Shake-up will let patients ‘shop around’ for treatment

Patients will be encouraged to book private treatment through the app in a bid to slash waiting lists, it was claimed last night. Delays for routine treatments have reached a record 7.33million and are predicted to keep rising, forcing increased use of private hospitals.

But there is a cross-party consensus this will only happen if patients are given a choice about where they are treated.

The NHS app will play a significant role in encouraging choice and reducing queues as it will allow patients to shop around private treatment centres for short waiting times.

Rishi Sunak believes that offering patients better data on their local hospital’s performance and more options on location will put pressure on poor performers and drive up standards.

Patients will be encouraged to book private treatment through the NHS app (pictured) in a bid to slash waiting lists, it was claimed last night

Patients will be encouraged to book private treatment through the NHS app (pictured) in a bid to slash waiting lists, it was claimed last night

GPs are expected to be more closely monitored to see whether they routinely offer a choice of providers to patients, including private centres.

In the coming weeks, the Prime Minister is expected to promote patient choice and publish a report recommending increased treatment capacity ‘as far as possible via the independent sector’.

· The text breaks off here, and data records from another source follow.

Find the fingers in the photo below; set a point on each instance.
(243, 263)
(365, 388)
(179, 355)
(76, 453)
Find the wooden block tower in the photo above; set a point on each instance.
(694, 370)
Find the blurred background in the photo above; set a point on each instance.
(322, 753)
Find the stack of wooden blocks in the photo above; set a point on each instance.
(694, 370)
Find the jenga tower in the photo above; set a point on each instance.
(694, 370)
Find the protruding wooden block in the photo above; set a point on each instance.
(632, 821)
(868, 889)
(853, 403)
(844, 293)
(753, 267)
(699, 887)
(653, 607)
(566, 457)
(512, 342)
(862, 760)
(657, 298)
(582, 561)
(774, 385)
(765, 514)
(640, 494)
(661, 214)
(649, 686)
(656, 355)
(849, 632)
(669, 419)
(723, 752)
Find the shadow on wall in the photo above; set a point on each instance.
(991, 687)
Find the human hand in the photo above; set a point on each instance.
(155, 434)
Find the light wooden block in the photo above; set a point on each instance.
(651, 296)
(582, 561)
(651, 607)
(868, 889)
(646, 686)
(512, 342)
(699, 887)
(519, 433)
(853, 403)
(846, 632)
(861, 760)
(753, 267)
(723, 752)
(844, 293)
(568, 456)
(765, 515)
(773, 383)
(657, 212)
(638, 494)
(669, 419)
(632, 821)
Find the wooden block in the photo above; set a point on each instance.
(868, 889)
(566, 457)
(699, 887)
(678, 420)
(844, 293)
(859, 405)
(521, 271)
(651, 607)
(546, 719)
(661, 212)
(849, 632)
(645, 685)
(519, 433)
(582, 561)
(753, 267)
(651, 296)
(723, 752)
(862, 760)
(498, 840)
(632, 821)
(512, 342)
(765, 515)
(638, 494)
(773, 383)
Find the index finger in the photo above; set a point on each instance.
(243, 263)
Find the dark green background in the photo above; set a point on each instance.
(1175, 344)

Patient choice will become ‘the default mechanism’ for those who are referred for routine care and Mr Sunak is expected to insist that voice is made central to the NHS.

Wha is the NHS App?

The NHS App lets you access a range of NHS services.

You can download it on your phone or tablet or access the same services in a online through the NHS website.

You must be aged 13 or over and registered with a GP surgery in England or the Isle of Man to use it.

What you can do with the NHS App

  • order repeat prescriptions and nominate a pharmacy where you would like to collect them
  • book and manage appointments
  • view your GP health record to see information like your allergies and medicines (if your GP has given you access to your detailed medical record, you can also see information like test results)
  • book and manage coronavirus (COVID-19) vaccinations
  • get your NHS COVID Pass (there are also other ways to get your COVID Pass)
  • register your organ donation decision
  • choose how the NHS uses your data
  • view your NHS number (find out what your NHS number is)
  • use NHS 111 online to answer questions and get instant advice or medical help near you

Sir Tony Blair introduced a patient’s right to choose where they are treated but the power to exercise this right has diminished as the NHS focuses on other priorities.

From a total of 1.5million procedures per month paid for by the NHS, the private sector performs around 140,000 of these.

According to The Times, the government is considering how this can be scaled up with the NHS app expected to encourage choice and allow patients to find shorter waiting times.

Currently only 28 NHS hospitals allow patients to manage their appointments via the app but this is expected to be expanded and private hospitals will be included for the first time.

A spokesman for the Department of Health said: ‘We have already started to implement the elective recovery task force’s work and a full plan will be published soon — outlining how we can go even further to unlock the independent sector.’

More outsourcing of cancer checks is also expected to be part of the plan in a bid to tackle delays that doctors fear will lead to thousands of early deaths.

Only 63.5 per cent of patients who receive a cancer diagnosis begin treatment within two months of a referral for tests against a target of 85 per cent that hasn’t been hit for nine years.

At present 106 community diagnostic centres offering blood tests and scans and dozens more run by the private sector are expected to increase the number to about 190.

Richard Murray, chief executive of the King’s Fund think tank, told The Times when choice was introduced in 2000s, GPs had found it ‘irritating’ and patients were more keen.

He said: ‘The first response you get is, ‘we just want to go to our local hospital, so can’t you just make the waiting list low?’, ‘ he said. He added that using the app would ‘remove some of the bureaucracy’ but many patients would still want to speak to their GP.’